Read what Mr. Marvin Minsky has to say to you (on
the remainder of this page) very carefully:
1. [Minsky M (1986). The society of mind. New
York: Simon and Schuster, pp. 306-7. Mr.
Minsky is a famous MIT-based cognitive
scientist, and The Society of Mind is a famous
book. Emphases are original.]
We each believe that we possess an Ego, Self, or Final Center of Control, from which we choose what we shall do at
every fork in the road of time. . . . Whence comes this sense of being in control? According to the modern scientific view,
there is simply no room at all for "freedom of the human will." Everything that happens in our universe is either completely
determined by what's already happened in the past or else depends, in part, on random chance. Everything, including that
which happens in our brains, depends on these and only these:
A set of fixed, deterministic laws.                          A purely random set of accidents.
. . . We like to give names to what we do not know, and instead of wondering how we work we simply talk of being "free."
Perhaps it would be more honest to say, "My decision was determined by internal forces I do not understand." But no one
likes to feel compelled by something else. Why don't we like to feel compelled? Because we're largely made up of
systems designed to learn to achieve their goals. But in order to achieve any long-range goals, effective difference-
engines must also learn to resist whatever other processes attempt to make them change those goals. . . . So, though it's
futile to resist, we continue to regard both Cause and Chance as intrusions on our freedom of choice.
. . . To save our belief in the freedom of will from the fateful grasps of Cause and Chance, people simply postulate an
empty, third alternative. We imagine that somewhere in each person's mind, there lies a Spirit, Will, or Soul, so well-
concealed that it can elude the reach of any law -- or lawless accident.
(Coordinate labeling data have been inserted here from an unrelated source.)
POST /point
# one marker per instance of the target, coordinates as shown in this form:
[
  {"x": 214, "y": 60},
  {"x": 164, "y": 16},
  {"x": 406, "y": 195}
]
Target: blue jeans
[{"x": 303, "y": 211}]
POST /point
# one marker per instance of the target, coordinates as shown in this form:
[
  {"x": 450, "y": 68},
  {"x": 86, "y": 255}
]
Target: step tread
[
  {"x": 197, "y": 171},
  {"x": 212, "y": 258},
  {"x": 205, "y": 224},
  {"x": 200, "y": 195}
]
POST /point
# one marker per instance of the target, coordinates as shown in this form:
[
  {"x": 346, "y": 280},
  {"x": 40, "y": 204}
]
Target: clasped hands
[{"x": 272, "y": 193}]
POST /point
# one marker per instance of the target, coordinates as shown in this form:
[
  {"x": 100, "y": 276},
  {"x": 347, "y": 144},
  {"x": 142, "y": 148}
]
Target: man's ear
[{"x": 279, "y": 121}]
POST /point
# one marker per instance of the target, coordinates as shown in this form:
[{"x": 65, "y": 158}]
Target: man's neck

I've drawn the box for Will so small because we're always taking things out of it -- and scarcely ever putting things in! This
is because whenever we find some scrap of order in the world, we have to attribute it to Cause -- and whenever things
seem to obey no laws at all, we attribute that to Chance. . . . Does this mean that we must embrace the modern scientific
view and put aside the ancient myth of voluntary choice? No. We can't do that: too much of what we think and do revolves
around those old beliefs. Consider how our social lives depend upon the notion of responsibility and how little that idea
would mean without our belief that personal actions are voluntary. . . . But if we suspected that such choices were not
made freely . . . we might become impelled to wreck the precious value-schemes that underlie our personalities or
become depressed about the futility of a predestination tempered only by uncertainty. Such thoughts must be suppressed.
No matter that the physical world provides no room for freedom of will . . . We're virtually forced to maintain that belief,
even though we know it's false -- except, of course, when we're inspired to find the flaws in all our beliefs, whatever may
be the consequence to cheerfulness and mental peace.